I quit drinking and smoking at the same time. I had been sober for 4 years before tornado hit my life and I relapsed for 1 year 8 months. I'm facing some real challenges again but I am determined never to go down that path of darkness again. Reclaiming sobriety was one of the hardest things I've ever done. But this is 60 days later, the smoke is gone from my lungs, I've lost weight, the puffiness is gone from my face, I look and feel healthier, the alcohol is out of my system and most days I wake up inspired, optimistic and ready to take on my life as is. Life didn't change just because I quit drinking, but I did. I'm learning to be comfortable in my new skin and learning how to appreciate small things, taking time and breathing in the moments.

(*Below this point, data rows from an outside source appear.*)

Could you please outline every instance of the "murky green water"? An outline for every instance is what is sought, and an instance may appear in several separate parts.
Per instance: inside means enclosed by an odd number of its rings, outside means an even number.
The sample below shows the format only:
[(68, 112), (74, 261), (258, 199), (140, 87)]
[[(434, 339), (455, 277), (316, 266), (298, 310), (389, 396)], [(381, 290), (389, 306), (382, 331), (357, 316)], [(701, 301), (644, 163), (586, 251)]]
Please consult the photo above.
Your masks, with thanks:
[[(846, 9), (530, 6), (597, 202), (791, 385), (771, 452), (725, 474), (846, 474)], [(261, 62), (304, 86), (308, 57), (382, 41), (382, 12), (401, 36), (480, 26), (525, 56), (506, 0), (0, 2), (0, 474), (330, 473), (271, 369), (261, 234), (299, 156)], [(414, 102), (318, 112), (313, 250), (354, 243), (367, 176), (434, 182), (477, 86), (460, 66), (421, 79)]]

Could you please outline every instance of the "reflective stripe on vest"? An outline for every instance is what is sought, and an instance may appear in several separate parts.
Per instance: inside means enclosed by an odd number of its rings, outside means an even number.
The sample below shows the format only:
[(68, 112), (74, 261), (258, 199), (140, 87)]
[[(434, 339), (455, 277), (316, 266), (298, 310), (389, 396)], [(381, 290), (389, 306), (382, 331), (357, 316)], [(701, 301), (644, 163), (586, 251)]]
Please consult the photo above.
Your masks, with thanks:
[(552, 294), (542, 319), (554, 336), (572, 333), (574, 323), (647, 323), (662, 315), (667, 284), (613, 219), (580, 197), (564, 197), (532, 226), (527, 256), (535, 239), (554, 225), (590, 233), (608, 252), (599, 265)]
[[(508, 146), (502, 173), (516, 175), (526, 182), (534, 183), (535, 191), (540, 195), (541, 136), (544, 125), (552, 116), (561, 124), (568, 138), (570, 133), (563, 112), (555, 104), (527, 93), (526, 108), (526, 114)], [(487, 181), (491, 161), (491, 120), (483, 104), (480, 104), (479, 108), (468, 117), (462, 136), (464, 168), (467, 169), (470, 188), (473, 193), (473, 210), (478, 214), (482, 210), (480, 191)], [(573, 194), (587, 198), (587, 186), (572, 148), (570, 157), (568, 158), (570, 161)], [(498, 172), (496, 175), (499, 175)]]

I'm all here and some of it is painful and some memories of drinking days are painful but the past is gone forever and the today is what I have. I've come to realize I have the choice to make today anything I want it to be. Being without alcohol gives me the freedom to choose.
I don't spend hours in an alcohol cloud, numb to everyone except myself, I don't spend time thinking of when and how to get my next drink, or how many or if how to pretend I haven't drank as much as I have. ::big sigh:: Real Freedom. It's a good place.
Thanks for listening. Good luck on what ever path you have chosen and have a truly wonderful day.